E poi le difficoltà del nostro sistema di prevenzione erano sotto gli occhi di tutti, tanto rispetto alla capacità di previsione dell’evoluzione della pandemia che alla gestione, per la parte di sua competenza, delle diverse fasi. Ma anche per il drastico rallentamento delle attività ordinarie, comprese quelle di diagnosi precoce, con un calo significativo nell’adesione agli screening nel primo anno di pandemia: -36% per quello della cervice uterina, -29% per il mammografico, -34% per il colon-rettale, tradotti successivamente in riduzioni dei ricoveri di chirurgia oncologica.

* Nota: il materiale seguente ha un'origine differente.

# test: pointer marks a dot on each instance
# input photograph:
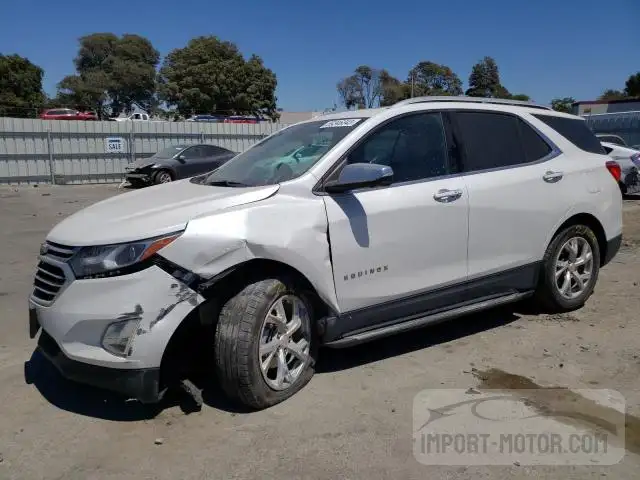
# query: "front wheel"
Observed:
(162, 176)
(570, 269)
(265, 349)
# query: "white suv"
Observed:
(403, 216)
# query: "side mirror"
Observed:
(360, 175)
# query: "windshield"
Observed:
(169, 152)
(283, 156)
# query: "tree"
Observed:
(484, 79)
(632, 86)
(21, 92)
(364, 88)
(612, 95)
(563, 104)
(393, 90)
(113, 73)
(430, 78)
(209, 75)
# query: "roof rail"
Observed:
(495, 101)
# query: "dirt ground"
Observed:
(354, 420)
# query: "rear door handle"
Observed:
(446, 196)
(552, 177)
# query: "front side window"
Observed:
(168, 152)
(194, 152)
(285, 155)
(414, 147)
(491, 140)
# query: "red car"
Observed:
(67, 114)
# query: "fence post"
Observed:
(132, 145)
(52, 168)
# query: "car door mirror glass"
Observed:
(360, 175)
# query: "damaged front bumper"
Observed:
(74, 326)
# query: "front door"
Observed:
(407, 239)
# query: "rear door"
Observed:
(519, 187)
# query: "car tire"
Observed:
(251, 352)
(162, 176)
(573, 256)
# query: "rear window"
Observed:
(574, 130)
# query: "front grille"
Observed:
(50, 276)
(48, 282)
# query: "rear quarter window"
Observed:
(574, 130)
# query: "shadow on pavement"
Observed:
(97, 403)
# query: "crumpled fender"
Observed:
(287, 229)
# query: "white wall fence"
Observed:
(68, 152)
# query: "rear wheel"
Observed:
(570, 269)
(265, 349)
(162, 176)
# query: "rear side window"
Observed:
(574, 130)
(535, 148)
(491, 140)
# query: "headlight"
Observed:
(117, 337)
(110, 260)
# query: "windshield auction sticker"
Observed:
(347, 122)
(543, 426)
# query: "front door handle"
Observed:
(552, 177)
(446, 196)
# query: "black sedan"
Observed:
(176, 162)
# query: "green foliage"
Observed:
(434, 79)
(113, 73)
(393, 90)
(484, 80)
(21, 92)
(363, 89)
(611, 94)
(563, 104)
(210, 75)
(632, 86)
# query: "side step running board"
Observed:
(357, 338)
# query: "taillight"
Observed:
(614, 169)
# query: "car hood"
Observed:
(150, 212)
(144, 162)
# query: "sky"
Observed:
(544, 48)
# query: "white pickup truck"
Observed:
(134, 117)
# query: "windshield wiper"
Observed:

Insomma la durezza della pandemia e il cambiamento di paradigma che si prospettava per i sistemi sanitari sembravano aver gettato le basi perché alla prevenzione fosse riconosciuto finalmente un peso diverso nell’ambito delle politiche sanitarie pubbliche. Sarebbe stato naturale, quindi, attendersi un esame approfondito del suo ruolo e della sua organizzazione nell’ambito della riflessione sul Pnrr, lo strumento sul quale si è concentrata la gran parte delle trasformazioni strutturali del Ssn per i prossimi anni, con progettualità e risorse coerenti.

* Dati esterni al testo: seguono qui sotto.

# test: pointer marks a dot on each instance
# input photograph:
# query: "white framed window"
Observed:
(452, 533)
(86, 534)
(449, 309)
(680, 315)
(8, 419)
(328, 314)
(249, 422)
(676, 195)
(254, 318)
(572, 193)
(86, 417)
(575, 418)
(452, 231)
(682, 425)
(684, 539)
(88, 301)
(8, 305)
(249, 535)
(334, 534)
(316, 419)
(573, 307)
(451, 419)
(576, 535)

Non è andata esattamente così. I riferimenti alla prevenzione nella Missione 6, dedicata alla Salute, sono piuttosto scarni, e si limitano per lo più a citazioni relative alle disparità territoriali, agli obiettivi delle Case della comunità e agli investimenti in telemedicina. Un capitolo a parte riguarda la “definizione entro la metà del 2022, a seguito della presentazione di un disegno di legge alle Camere, di un nuovo assetto istituzionale per la prevenzione in ambito sanitario, ambientale e climatico, in linea con l’approccio One-Health”, prevista tra le riforme della Componente 1 della Missione Salute. Ma poi, paradossalmente, per il nuovo assetto della prevenzione che verrà non si prevedono risorse, come se non fossero necessari investimenti per rendere coerente quel progetto con le disponibilità di professionalità, strutture, attrezzature del Ssn.

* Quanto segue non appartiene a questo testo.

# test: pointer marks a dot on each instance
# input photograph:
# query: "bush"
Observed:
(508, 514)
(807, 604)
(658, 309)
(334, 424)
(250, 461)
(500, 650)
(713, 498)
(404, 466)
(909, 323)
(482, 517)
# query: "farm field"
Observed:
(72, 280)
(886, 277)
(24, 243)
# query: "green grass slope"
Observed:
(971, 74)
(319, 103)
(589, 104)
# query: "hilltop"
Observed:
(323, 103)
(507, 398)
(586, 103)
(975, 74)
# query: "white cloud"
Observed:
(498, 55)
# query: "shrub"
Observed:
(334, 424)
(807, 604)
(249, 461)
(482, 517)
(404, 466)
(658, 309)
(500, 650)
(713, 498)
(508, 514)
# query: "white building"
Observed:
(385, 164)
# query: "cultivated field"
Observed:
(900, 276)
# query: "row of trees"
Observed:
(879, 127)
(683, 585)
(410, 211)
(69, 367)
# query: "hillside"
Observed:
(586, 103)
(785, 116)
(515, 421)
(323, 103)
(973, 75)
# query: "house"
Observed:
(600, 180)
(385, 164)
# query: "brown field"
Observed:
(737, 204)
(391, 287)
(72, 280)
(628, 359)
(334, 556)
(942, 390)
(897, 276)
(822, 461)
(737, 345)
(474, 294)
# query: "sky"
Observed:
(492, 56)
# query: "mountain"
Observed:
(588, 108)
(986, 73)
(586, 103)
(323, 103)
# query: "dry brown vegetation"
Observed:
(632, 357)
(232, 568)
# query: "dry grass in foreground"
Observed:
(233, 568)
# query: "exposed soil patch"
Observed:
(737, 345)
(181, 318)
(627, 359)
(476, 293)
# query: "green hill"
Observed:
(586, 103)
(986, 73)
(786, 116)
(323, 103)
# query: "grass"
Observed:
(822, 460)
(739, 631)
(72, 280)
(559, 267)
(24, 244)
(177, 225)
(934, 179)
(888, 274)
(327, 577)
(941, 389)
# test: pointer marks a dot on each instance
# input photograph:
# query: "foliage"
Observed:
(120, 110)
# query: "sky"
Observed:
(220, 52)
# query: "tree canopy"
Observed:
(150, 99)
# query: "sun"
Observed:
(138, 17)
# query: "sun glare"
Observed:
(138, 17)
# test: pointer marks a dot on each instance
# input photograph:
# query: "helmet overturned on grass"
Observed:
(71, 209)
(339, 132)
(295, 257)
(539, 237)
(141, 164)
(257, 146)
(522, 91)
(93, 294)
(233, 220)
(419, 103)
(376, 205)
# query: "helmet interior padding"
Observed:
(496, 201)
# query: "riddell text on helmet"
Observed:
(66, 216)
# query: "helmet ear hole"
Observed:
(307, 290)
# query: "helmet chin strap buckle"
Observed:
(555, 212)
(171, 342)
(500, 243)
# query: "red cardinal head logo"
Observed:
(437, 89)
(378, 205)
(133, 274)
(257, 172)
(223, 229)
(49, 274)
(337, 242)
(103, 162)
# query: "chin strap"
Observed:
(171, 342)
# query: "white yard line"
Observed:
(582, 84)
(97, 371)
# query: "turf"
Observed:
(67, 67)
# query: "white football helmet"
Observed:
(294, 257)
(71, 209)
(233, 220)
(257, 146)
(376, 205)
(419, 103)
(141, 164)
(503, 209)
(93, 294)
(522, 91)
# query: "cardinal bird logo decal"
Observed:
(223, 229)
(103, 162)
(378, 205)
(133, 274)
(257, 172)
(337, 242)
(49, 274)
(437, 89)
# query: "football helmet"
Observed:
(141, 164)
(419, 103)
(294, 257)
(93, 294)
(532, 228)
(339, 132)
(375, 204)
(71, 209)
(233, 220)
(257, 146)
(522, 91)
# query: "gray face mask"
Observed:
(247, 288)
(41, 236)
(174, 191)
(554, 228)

Di prevenzione si parla un po’ di più nelle schede tecniche del Pnrr, soprattutto a proposito degli investimenti per il rafforzamento della infrastruttura tecnologica del ministero della Salute da utilizzare per l’analisi dei dati e del modello predittivo per i Lea (Livelli essenziali di assistenza), oltre che per sorveglianza sanitaria e programmazione.

Attraverso di essi si punta ad allineare quell’infrastruttura all’evoluzione del quadro demografico ed epidemiologico e ai bisogni della popolazione, prevedendo la costituzione di un Health Prevention Hub nel quale concentrare informazioni e dati. Il progetto ha suscitato allarme tra le fila degli epidemiologi italiani, preoccupati che si finisca per attribuire funzioni e compiti propri dell’epidemiologia a un sistema e a una piattaforma informatici. La concentrazione delle conoscenze disponibili è senza dubbio un passo in avanti significativo per utilizzarle come strumento di governo delle politiche sanitarie. Ma è pur vero che, come per altre progettualità, il Pnrr sembra concentrarsi su soluzioni fortemente tecnologiche più che su competenze e processi, in questo caso quelli necessari ad analizzare e interpretare i dati e a trasformarli in informazioni utili per orientare scelte e decisioni.